There are a variety of ways to control what happens when the S sesson starts up. Each of these will be applied, if the relevant file or object exists, and they occur in the order presented here. See also Working Data below.If the file ".S_chapters" exists in your login directory, this is interpreted as the names of the S chapters you want loaded by default. If that file doesn't exist, the file of the same name in the SHOME directory is used; if that doesn't exist, your local version of S is likely messed up, but S goes on and assumes only library main is needed. The file should consist of names of libraries, one per line; these are the libraries S will attach to start.If the file .S.init exists in your login directory, S will treat this as a file containing S expressions, and will parse and evaluate it.S looks for a function .First in any of the databases attached at the start of the session.
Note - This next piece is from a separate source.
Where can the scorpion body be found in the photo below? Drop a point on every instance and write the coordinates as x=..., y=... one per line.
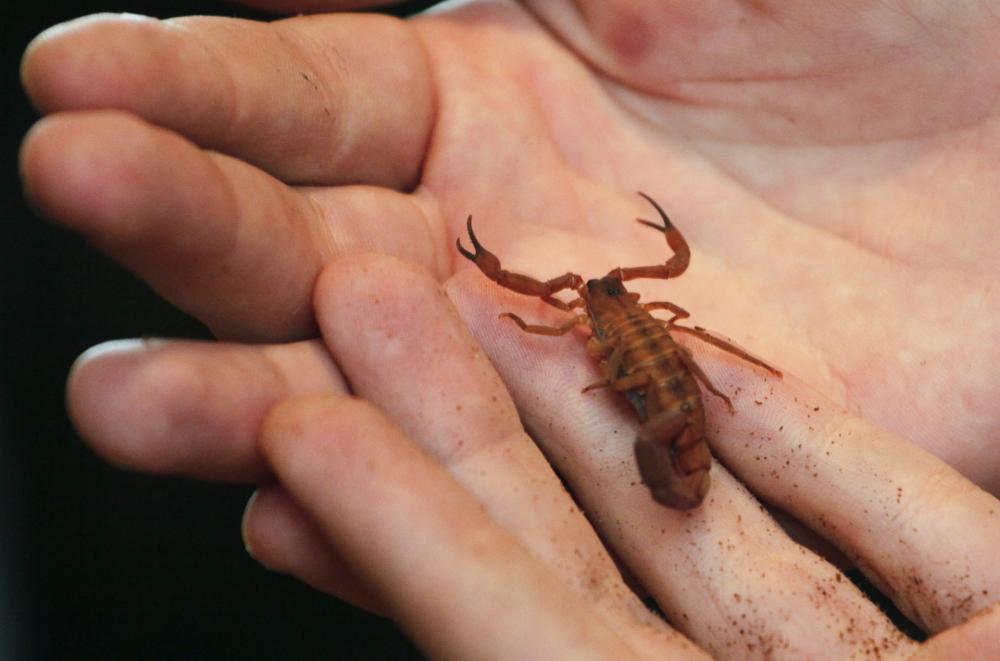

If it finds one it evaluates a call to that function, with no arguments.

Working Data:

When S starts a session, it sets up the working database in position 1 according to a sequence of preferred locations for chapters. In order, S tests three directories for being an S chapter: the current directory, and a subdirectory MySwork of the login directory. If none of these is an S chapter, the session is started with an empty working database unassociated with any chapter. You can change the startup working database by any of the initialization techniques above; e.g., by calling attach in your .First function.

Wrapup:

When S quits from the session, it looks for a function .Last, and evaluates a call to that function, without arguments.